WASHINGTON (Reuters) - Two U.S. lawmakers called on Thursday for a government report on the economy-wide effects of a 35 percent tariff that President Barack Obama imposed on tire imports from China.
“I am concerned that the administration’s tire tax will cost us jobs in the United States and raise prices for tires for hardworking Americans,” Representative Kevin Brady, a Texas Republican, said in a statement.
“I want to make sure that the administration has all the facts so that it can best determine how and when to end that tax,” Brady said.
Obama imposed the import tax in September at the behest of union workers at U.S. tire plants who said their jobs were threatened by imports from China. None of their employers requested the relief.

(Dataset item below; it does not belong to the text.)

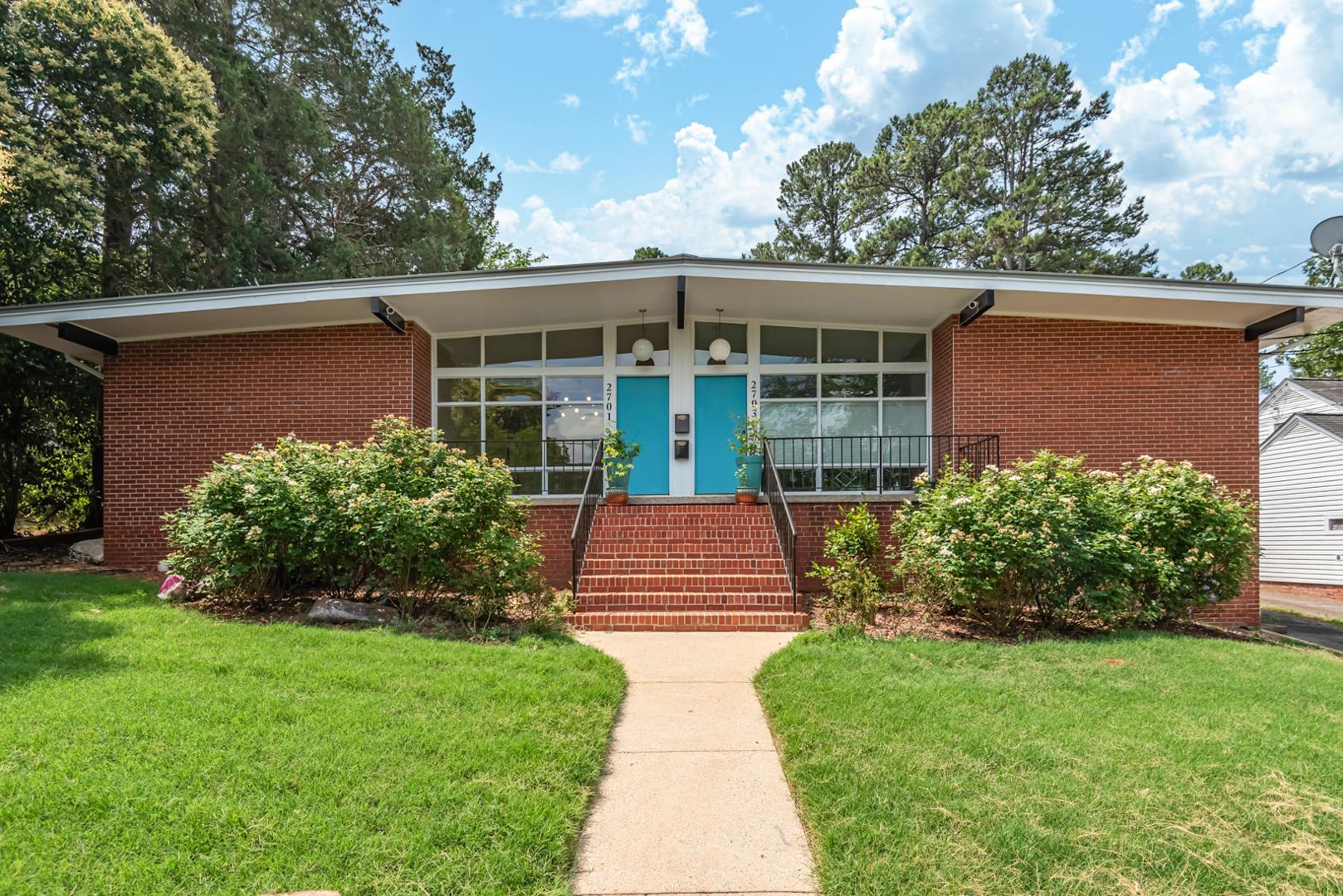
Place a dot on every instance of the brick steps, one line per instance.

The duty declines to 30 percent in the second year and 25 percent in the third, after which it is scheduled to be removed.
Brady said the administration should consider ending the tax earlier if it is hurting American consumers and not delivering promised new jobs.

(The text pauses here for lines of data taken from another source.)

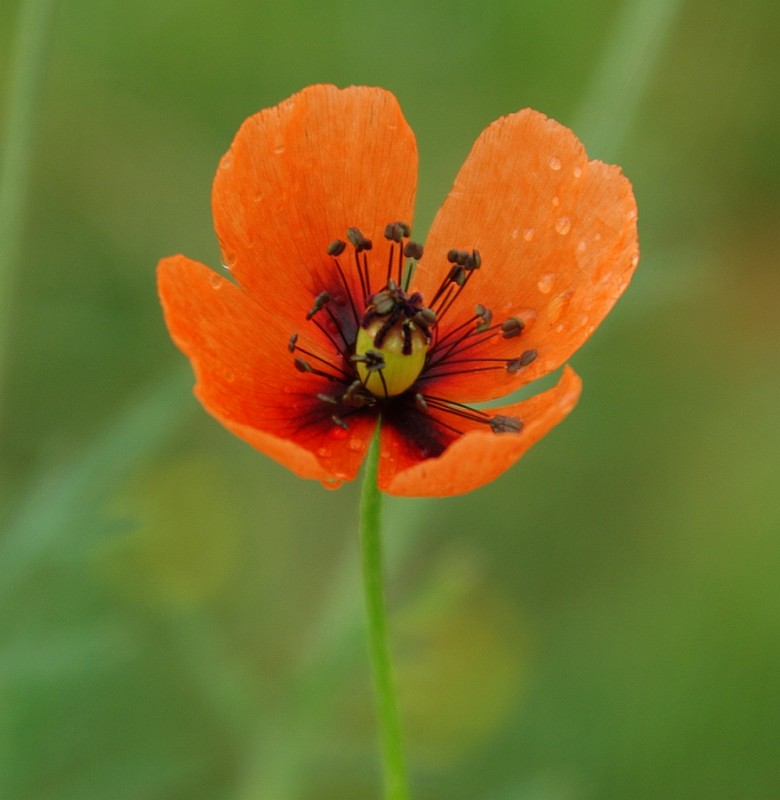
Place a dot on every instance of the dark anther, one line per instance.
(384, 302)
(373, 359)
(425, 318)
(462, 258)
(502, 424)
(320, 301)
(394, 232)
(512, 327)
(457, 275)
(413, 250)
(486, 315)
(357, 240)
(340, 422)
(356, 397)
(527, 356)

He and Representative Dan Boren, an Oklahoma Democrat, urged U.S. Trade Representative Ron Kirk to establish a comprehensive monitoring system to assess the impact of the import tax on U.S. employment, tire prices and auto safety.
They said they had seen reports of significant tire price increases in many areas of the country, including poorer neighborhoods, and anecdotal evidence of layoffs in tire distribution and retail sectors.
A spokeswoman for Kirk’s office said it was reviewing the lawmaker’s letter.